Homeowners rushing to pre-pay their 2018 property taxes might want to tip their stocking caps to the officials who worked to reduce the harm to New Yorkers from the Republican tax overhaul.
New Yorkers paying some of their 2018 property taxes this year could save themselves money on their 2017 federal taxes, although that’s not guaranteed.
The pre-pay option is in response to the tax bill President Trump signed last week, which limits the deductions for state and local taxes to $10,000. As harmful as that is, it could have been worse. An earlier version of the tax bill eliminated the deduction altogether.
Some governments, including Erie County, had said they couldn’t accept the advance payments without an executive order by the governor. Gov. Andrew M. Cuomo signed such an emergency order. County governments then had to spring into bipartisan action, issuing their own approvals and then rushing to get the necessary paperwork out to the municipalities, as reported in The News.
This all had to take place during a holiday season in which many government workers take time off. As Marjory Jaeger, the Amherst town clerk, quipped to a reporter, “It taxes our employees, because we are shorthanded.”
Erie County officials worked through the weekend to get the process in place, and it appears all 25 towns and three cities in the county are taking part, according to the director of real property tax services. One town clerk’s office that was supposed to be closed this week because of the holidays instead changed course and remained open.

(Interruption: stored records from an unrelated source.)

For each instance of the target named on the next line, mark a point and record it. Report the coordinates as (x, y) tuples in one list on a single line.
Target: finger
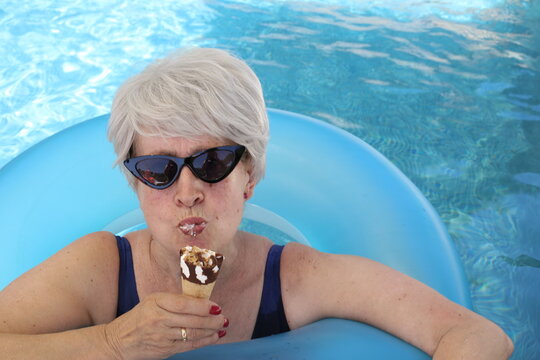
[(182, 346), (192, 335), (212, 322), (181, 304)]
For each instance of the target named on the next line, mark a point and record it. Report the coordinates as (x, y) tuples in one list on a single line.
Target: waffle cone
[(202, 291)]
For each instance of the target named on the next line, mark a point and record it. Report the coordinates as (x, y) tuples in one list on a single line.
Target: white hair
[(191, 93)]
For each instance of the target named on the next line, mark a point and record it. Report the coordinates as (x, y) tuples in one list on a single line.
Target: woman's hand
[(153, 328)]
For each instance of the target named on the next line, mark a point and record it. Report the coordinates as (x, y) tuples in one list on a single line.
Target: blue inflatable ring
[(322, 184)]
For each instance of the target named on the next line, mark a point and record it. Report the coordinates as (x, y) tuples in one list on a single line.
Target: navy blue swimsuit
[(271, 318)]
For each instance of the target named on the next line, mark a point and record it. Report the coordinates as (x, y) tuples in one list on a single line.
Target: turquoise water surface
[(447, 90)]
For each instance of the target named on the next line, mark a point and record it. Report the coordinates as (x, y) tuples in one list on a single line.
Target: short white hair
[(191, 93)]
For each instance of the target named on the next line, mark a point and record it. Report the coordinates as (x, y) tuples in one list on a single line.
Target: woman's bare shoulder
[(75, 287)]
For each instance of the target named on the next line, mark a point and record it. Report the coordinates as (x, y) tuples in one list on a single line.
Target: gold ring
[(183, 331)]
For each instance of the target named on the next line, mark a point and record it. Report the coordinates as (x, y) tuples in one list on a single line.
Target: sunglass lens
[(214, 164), (156, 171)]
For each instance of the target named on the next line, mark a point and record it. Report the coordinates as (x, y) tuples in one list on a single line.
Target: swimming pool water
[(447, 90)]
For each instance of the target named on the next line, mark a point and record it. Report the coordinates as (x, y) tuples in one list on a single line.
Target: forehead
[(176, 146)]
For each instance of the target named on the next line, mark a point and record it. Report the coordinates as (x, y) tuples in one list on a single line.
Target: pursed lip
[(192, 226)]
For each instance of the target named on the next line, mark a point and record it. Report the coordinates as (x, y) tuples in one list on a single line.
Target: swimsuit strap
[(271, 319), (127, 287)]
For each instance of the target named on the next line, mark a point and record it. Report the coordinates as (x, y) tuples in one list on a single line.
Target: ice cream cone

The rushed nature of this attempt to circumvent the tax legislation has created much confusion as taxpayers try to figure out whether it’s worthwhile to reach into savings now to possibly save more money later. Financial advisers are busy fielding questions about a complicated equation.
Some things to consider:
• School taxes, usually the largest portion of a property tax bill, are not part of the deal. Districts operate on a different calendar and budget year than towns and counties.
• Homeowners must pre-pay in person with a check or by mailing a check that must be postmarked this year. Not many are accepting online or credit card payments. For most clerks and tax offices the pay-in-person deadline is the close of business today.
• Erie County towns have set their property tax rates, but since the county hasn’t printed and issued the bills, clerks do not know exactly how much to charge.
• Pre-paying won’t help taxpayers who don’t itemize, and there are questions about whether homeowners who pay taxes through an escrow account can take advantage of it.
And after all that, it’s not clear whether the federal government will recognize the pre-payments. The Internal Revenue Service has issued a warning that “pre-payments could be deducted only in limited circumstances,” according to a story in the Washington Post.
But even if that happens there is no real downside to pre-paying, except losing use of the money months ahead of schedule. Property owners would have to pay the taxes eventually.